X-linked agammaglobulinemia (XLA) is a rare inherited immune deficiency characterized by absence or paucity of circulating B lymphocytes and hypogammaglobulinemia. Patients with XLA present at varying ages and have different presentations. The most common presentation is related to recurrent respiratory tract infections. Patients can also present with severe infections such as meningitis or severe sepsis.

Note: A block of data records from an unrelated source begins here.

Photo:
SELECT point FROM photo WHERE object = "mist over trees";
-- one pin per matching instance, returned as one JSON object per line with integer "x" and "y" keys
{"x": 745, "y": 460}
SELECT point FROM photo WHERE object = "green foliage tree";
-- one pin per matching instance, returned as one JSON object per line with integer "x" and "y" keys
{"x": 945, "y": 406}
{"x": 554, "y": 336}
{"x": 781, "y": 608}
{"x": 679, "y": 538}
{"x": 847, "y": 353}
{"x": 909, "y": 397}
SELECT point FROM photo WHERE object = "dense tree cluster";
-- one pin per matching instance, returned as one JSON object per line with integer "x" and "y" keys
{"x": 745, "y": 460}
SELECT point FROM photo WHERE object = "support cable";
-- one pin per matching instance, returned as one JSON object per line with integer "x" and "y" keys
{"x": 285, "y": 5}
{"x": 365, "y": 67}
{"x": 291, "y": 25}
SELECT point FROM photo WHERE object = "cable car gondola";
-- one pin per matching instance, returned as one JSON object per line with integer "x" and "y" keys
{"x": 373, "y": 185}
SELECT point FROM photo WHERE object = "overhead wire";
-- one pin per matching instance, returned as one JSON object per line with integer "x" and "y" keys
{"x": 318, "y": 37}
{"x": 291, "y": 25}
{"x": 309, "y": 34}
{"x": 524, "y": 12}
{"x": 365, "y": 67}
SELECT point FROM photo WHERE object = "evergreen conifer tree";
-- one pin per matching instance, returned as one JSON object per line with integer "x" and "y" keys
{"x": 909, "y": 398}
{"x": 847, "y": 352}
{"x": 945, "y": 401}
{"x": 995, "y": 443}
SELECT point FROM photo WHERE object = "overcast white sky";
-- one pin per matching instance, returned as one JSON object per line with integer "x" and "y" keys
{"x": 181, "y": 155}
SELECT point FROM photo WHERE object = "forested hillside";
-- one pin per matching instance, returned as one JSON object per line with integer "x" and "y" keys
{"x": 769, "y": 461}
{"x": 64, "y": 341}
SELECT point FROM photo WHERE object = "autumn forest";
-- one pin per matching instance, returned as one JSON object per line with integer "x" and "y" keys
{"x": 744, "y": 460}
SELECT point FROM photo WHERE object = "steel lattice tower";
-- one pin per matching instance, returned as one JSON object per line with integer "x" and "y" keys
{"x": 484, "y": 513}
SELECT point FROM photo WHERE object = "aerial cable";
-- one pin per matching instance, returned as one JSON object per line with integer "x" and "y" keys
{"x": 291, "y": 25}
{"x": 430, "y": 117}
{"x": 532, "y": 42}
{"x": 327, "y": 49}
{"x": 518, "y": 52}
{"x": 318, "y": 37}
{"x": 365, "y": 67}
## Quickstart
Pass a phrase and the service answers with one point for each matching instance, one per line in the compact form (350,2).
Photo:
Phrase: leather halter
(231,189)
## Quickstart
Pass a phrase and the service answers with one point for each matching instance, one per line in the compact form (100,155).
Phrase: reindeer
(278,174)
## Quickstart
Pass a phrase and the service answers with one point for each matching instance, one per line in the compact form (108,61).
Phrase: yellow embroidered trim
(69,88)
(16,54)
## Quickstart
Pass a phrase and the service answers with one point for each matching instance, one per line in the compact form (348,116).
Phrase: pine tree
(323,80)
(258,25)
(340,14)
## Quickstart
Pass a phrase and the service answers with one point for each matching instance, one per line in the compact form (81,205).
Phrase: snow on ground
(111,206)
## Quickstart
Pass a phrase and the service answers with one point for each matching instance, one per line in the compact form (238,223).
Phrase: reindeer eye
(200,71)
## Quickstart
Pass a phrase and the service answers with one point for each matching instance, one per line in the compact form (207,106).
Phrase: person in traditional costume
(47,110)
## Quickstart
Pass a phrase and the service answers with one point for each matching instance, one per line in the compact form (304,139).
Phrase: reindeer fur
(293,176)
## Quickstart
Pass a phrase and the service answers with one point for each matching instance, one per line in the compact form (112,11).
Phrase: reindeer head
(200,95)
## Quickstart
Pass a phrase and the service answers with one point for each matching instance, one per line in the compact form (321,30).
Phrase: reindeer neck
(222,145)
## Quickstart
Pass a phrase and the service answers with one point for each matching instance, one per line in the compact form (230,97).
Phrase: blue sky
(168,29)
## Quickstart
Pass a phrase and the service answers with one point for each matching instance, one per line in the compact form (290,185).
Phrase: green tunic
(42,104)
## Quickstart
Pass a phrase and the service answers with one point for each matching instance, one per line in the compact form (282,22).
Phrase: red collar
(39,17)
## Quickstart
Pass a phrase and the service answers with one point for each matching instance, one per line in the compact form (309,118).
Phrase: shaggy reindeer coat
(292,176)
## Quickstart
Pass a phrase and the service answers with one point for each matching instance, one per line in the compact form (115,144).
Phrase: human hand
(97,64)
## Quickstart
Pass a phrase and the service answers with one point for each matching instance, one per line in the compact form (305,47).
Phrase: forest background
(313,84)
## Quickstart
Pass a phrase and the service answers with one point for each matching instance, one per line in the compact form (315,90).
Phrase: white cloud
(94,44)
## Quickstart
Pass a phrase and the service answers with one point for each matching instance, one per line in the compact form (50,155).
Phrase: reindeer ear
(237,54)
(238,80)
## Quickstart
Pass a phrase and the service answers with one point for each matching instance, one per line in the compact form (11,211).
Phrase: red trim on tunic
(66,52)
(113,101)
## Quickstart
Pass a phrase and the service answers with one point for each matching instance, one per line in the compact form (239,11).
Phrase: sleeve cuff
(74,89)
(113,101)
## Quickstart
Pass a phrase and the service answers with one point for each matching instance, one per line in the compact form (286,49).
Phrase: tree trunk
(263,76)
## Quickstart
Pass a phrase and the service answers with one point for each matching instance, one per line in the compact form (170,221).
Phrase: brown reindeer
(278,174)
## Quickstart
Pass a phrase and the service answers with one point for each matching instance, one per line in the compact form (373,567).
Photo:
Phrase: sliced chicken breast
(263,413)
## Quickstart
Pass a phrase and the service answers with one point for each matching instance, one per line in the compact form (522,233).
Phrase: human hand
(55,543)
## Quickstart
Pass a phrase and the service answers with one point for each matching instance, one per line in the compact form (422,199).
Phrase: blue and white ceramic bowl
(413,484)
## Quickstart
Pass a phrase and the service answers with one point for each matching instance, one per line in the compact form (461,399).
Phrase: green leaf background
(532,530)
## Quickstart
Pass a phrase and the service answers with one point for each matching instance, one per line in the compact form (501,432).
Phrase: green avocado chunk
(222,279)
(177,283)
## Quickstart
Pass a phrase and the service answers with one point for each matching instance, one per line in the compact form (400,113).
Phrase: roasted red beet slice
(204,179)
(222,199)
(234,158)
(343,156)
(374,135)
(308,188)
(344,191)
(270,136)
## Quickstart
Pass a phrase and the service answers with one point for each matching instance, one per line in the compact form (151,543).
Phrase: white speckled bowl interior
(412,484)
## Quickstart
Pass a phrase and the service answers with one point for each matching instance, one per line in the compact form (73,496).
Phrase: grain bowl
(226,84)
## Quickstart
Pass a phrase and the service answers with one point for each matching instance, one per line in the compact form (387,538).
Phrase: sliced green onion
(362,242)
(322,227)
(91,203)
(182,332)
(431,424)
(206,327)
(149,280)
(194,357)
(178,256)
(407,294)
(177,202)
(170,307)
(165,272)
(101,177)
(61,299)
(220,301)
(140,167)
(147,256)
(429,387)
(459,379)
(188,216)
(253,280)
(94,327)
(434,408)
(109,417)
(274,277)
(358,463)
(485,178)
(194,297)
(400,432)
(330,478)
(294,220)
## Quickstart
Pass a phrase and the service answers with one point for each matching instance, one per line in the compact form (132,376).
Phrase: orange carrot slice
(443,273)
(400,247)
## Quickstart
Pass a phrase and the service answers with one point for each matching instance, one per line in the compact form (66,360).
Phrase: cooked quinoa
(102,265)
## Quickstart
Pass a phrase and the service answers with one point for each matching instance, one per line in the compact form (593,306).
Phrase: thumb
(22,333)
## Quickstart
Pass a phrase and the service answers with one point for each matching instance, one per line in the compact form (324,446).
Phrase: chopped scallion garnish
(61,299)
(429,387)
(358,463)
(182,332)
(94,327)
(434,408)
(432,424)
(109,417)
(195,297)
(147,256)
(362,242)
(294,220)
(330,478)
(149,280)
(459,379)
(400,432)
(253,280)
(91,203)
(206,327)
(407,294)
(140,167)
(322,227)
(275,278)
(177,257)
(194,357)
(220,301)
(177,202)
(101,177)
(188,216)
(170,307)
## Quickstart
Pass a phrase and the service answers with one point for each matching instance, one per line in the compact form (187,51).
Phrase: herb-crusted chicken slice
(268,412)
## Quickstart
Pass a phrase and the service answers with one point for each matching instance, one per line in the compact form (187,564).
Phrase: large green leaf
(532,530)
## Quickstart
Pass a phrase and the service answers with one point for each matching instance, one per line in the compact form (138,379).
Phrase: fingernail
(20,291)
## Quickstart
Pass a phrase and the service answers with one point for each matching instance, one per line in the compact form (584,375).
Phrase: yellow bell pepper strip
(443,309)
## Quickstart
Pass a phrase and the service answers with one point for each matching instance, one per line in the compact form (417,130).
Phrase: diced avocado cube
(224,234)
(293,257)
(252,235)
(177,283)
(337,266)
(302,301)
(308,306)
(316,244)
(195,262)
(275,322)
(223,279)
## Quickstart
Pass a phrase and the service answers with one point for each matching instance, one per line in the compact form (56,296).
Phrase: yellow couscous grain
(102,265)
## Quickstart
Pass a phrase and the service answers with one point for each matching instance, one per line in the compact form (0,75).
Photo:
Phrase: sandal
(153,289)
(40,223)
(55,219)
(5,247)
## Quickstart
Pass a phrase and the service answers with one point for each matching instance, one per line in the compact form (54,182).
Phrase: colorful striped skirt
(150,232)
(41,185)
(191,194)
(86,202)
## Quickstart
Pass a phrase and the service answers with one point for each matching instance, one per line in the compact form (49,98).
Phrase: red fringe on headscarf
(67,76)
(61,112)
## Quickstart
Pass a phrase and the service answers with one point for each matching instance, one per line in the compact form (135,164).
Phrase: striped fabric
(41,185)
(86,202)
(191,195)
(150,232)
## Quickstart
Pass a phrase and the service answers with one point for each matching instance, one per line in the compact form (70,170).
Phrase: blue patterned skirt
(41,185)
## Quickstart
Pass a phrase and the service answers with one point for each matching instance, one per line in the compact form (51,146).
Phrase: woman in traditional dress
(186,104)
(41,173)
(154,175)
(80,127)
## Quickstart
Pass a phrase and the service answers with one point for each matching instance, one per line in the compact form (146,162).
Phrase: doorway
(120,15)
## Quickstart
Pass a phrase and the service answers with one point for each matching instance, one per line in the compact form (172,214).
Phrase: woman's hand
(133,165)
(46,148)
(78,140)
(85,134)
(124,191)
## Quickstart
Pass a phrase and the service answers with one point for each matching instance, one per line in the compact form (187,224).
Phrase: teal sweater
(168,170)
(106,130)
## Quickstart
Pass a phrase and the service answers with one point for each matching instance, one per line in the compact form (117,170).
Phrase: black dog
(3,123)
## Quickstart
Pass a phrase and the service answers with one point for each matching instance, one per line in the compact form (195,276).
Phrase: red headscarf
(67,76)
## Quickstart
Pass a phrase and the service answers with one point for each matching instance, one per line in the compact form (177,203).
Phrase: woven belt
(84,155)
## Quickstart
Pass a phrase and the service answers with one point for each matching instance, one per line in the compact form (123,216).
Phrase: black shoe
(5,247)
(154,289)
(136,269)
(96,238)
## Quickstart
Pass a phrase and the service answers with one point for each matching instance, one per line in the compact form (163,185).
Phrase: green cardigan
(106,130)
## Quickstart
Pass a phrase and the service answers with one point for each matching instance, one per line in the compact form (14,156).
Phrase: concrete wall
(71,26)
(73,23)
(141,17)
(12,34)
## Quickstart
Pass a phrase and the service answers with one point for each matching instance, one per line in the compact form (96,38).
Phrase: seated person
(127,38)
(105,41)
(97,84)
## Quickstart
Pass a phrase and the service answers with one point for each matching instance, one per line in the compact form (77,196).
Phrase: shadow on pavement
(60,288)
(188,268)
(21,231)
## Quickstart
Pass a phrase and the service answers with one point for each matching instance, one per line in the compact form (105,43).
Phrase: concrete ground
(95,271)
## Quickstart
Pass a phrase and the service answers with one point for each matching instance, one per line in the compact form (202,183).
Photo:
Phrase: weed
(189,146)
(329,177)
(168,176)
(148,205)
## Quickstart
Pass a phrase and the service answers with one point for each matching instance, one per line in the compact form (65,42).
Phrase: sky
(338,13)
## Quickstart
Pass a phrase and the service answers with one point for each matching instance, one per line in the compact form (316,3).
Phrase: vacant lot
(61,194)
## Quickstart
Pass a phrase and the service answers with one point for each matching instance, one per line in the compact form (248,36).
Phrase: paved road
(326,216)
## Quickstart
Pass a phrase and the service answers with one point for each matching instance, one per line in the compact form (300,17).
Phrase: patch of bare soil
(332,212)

We present a case of an 8-year-old school-going boy with a history of recurrent throat infections and bilateral suppurative otitis media. In 2021, he had an episode of severe dengue infection complicated by pancytopenia presenting with mucosal bleeding, petechiae, and purpura, requiring blood and platelet transfusion. The child developed meningitis presenting with convulsions and headaches and was hospitalized for 14 days. Immunological evaluation upon referral revealed markedly reduced serum immunoglobulins (Ig) G (<1.1 g/L), Ig M (0.20 g/L), Ig A (<0.05 g/L), and Ig E (<2.0 KU/L) levels and CD 19+ B lymphopenia (9 cells/μL). Absolute T (4022 cells/μL) and natural killer cell (397 cells/μL) counts were normal. Targeted genetic panel testing confirmed a hemizygous pathogenic variant in the BTK gene (c.62C>A), establishing a diagnosis of XLA. The patient is currently on monthly intravenous immunoglobulin (IVIG) replacement therapy and prophylactic co-trimoxazole. No episode of severe infection has been reported since the onset of treatment over a year ago. He is currently doing well on regular multidisciplinary follow-up and lung-protective strategies.
This case highlights the need to consider inborn errors of immunity in patients presenting with recurrent, severe, or unusual infections. Early immunological assessment is essential for timely diagnosis and intervention. IVIG remains the mainstay of treatment for XLA, significantly reducing morbidity from recurrent infections. IVIG is given either intravenously or subcutaneously every 3 to 4 weeks to the patient. There is also a role of prophylactic antibiotics in prevention of severe infections. Daily co-trimoxazole is a widely agreed choice of therapy. Thrice weekly azithromycin is also added to prevent respiratory exacerbations and to reduce the risk of developing bronchiectasis. Hematopoietic stem cell transplantation has been considered in some centers as a possible curative therapy.